Over the past few years, I've been experimenting with new ways of thinking. One of the more useful involves understanding scale and scope. If your wildest dreams are out of reach, sometimes you can find experiences that can that will fill the void left or even bring you closer just a little closer to them. So here, I started thinking about the Picton Castle, but rather than getting overwhelmed with regret over that decision, I started to look into other ideas.
What about other tall ships? Most have pretty much the same level of financial and temporal commitment.
Schooners? There's some promise there, but it looks like they're mostly charters, and it's not clear that visitors get to crew. Plus, it feels like the cost becomes inflated simply because they're mostly historic ships and need historic maintenance.
How about more generic ocean sailing instruction? These are interesting. Ten day courses in "navigation" or "advanced sailing" that take place on a large vessel that travels to Nova Scotia or the US Virgin Islands. Courses seem to run about $1600 - $1800, which is steep but not outrageous for a two week vacation. It does look like I should have more experience before attempting something like it.

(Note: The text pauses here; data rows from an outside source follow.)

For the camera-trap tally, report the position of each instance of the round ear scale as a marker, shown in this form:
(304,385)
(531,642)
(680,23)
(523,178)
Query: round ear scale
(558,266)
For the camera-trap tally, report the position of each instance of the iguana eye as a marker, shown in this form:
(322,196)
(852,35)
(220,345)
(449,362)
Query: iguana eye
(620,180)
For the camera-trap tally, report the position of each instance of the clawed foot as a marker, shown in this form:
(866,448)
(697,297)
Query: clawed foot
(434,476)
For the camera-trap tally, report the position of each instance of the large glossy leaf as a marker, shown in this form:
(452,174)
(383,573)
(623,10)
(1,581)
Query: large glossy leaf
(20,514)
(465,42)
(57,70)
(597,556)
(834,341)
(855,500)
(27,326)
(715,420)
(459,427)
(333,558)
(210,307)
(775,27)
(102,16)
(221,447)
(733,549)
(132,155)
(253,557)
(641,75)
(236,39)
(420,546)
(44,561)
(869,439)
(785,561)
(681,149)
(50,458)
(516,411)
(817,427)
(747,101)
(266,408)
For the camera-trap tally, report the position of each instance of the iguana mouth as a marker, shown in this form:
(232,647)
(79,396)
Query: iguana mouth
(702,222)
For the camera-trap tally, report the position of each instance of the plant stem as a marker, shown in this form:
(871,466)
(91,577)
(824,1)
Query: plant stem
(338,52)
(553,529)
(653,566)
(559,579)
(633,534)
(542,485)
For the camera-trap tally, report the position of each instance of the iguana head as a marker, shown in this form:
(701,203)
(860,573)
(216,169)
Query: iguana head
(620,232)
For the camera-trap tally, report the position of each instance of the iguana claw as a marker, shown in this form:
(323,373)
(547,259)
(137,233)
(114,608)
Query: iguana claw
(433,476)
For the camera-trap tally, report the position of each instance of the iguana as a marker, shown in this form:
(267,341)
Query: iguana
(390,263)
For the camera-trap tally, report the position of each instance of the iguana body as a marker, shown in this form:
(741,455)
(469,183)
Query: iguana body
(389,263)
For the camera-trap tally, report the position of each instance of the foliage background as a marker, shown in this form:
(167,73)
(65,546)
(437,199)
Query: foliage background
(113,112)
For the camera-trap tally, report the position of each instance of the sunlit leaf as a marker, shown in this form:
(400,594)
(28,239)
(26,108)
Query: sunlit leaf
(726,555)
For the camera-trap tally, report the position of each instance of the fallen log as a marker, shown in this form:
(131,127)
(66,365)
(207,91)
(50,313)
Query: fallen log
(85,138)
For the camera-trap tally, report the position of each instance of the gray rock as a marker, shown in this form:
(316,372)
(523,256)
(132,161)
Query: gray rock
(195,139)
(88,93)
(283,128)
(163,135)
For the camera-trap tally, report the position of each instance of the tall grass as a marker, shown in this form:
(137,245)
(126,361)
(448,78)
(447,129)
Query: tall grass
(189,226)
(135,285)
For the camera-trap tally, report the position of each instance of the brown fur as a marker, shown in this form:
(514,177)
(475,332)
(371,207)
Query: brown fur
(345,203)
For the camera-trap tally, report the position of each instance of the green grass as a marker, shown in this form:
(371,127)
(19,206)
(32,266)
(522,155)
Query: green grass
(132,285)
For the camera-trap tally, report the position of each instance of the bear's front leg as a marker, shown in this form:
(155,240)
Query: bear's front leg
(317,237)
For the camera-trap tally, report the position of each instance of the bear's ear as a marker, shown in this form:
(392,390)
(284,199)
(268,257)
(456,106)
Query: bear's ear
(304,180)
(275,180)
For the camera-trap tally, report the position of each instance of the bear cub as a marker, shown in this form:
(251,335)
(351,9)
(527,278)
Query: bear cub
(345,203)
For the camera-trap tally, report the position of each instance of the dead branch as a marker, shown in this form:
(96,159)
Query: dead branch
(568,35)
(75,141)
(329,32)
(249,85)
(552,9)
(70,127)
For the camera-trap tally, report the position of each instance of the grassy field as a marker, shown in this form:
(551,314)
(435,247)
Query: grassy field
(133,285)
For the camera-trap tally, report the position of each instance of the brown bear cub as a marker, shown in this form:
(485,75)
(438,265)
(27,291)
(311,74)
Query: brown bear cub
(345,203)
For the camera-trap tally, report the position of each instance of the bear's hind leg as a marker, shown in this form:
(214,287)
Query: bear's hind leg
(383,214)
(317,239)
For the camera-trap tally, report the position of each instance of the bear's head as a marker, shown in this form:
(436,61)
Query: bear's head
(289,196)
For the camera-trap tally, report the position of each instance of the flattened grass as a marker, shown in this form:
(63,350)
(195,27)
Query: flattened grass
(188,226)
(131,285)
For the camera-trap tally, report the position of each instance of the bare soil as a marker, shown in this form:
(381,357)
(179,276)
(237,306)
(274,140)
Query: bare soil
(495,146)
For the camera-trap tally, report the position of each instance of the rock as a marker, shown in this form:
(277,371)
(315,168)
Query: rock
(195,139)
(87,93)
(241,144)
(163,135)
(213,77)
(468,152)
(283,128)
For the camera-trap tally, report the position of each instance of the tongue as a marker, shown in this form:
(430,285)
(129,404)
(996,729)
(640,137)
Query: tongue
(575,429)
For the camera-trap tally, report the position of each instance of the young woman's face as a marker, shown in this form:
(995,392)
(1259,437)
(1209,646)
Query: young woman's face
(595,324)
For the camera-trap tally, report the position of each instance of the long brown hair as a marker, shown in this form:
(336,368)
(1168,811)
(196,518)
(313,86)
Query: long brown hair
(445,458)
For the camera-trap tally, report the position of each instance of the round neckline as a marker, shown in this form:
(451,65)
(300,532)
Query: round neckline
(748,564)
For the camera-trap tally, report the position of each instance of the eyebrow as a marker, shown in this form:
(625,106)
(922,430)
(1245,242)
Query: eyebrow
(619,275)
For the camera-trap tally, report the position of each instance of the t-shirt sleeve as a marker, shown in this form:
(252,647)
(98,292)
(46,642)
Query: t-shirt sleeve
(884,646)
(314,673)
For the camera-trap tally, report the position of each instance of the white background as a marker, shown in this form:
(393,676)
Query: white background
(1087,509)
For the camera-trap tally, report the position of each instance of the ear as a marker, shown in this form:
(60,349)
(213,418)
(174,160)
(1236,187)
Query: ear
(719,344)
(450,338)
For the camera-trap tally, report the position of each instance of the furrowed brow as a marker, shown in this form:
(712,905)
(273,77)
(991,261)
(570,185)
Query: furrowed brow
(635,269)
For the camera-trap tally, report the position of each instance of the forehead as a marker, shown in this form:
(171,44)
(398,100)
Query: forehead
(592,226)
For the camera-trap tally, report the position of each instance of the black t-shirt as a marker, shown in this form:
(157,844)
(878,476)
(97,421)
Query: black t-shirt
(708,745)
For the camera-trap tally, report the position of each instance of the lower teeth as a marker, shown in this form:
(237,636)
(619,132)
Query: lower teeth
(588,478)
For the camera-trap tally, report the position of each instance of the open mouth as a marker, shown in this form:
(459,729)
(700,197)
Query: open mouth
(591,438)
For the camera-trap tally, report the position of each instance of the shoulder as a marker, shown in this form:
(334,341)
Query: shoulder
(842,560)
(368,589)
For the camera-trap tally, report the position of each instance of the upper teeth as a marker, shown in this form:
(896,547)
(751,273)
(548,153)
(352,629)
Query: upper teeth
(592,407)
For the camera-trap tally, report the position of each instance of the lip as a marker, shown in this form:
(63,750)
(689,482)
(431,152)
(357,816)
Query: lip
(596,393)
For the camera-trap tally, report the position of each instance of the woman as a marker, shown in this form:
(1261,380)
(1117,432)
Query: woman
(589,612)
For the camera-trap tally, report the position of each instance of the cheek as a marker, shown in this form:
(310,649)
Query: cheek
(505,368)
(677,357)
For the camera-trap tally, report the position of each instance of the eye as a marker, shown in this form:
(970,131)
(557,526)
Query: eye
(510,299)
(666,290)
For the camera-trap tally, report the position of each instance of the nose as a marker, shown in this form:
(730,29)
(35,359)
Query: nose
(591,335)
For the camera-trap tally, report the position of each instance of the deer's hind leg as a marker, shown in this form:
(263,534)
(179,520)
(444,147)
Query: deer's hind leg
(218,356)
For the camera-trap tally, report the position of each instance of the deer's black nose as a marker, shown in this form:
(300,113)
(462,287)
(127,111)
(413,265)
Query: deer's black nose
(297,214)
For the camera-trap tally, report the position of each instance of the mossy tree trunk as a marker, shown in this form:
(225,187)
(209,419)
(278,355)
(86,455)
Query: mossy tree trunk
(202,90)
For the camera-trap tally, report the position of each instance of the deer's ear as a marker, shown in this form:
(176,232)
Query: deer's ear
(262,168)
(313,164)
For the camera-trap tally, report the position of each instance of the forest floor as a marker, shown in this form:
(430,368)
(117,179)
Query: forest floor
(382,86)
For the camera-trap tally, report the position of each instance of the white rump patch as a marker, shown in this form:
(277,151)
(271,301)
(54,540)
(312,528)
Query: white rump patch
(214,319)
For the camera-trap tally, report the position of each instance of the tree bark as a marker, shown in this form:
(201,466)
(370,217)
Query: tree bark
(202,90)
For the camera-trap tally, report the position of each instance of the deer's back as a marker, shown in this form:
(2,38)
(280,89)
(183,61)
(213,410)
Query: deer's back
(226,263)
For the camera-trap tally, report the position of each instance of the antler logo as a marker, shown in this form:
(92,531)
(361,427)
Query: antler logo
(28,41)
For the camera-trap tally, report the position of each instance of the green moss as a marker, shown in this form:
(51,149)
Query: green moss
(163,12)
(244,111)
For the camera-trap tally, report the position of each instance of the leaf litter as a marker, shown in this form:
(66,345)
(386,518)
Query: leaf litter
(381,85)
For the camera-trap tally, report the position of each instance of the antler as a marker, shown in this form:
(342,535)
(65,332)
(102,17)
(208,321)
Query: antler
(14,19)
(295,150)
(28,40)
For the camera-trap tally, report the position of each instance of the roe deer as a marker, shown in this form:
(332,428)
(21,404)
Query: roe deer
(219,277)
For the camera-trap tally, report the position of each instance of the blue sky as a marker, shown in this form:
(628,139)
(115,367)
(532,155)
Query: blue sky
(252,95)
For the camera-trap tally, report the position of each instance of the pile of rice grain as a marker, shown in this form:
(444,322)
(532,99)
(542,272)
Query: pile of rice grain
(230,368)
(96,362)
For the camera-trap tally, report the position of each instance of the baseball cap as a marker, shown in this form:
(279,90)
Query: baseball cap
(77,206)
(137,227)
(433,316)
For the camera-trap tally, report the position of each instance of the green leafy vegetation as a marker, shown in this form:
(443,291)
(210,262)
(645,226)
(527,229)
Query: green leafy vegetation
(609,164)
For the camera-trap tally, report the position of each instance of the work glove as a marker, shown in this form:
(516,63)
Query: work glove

Coastal sailing courses? Sure thing. Affordable classes are available in Boston Harbor, but even before that...
Boston Community Sailing. $190 for the season, and I can learn how to handle small boats on the Charles River. It's a minuscule outlay that will at least satisfy some curiosity if not expose me to something I might love.
Here's where things got weird. I actually started getting depressed at the prospect because I didn't want to say I was thinking about another hobby. Cooking, brewing, cheese making, pottery, photography (not to mention the too-long neglected kung fu and bicycling)... In every case, I go through periods where they capture my imagination and sometimes I even produce good work, but I'm a long way from mastery in anything I do. I know that that has the potential to come with time and experience, but I really need to focus enough attention on something so that there's enough time for me to get the experience. Sometimes, it feels like I've got the attention-span of a ferret on speed, and you know, that's frustrating and often a little embarrassing.
I can turn that around in my head to realize that it's all part of the process, that even my in scattershot attempts I am doing precisely what I need to do to honor those parts of me that I've neglected. It's always been a struggle for me against convention and expectation and responsibility. Fear. The censor is fear internalized, and I don't want to be ruled by it any longer.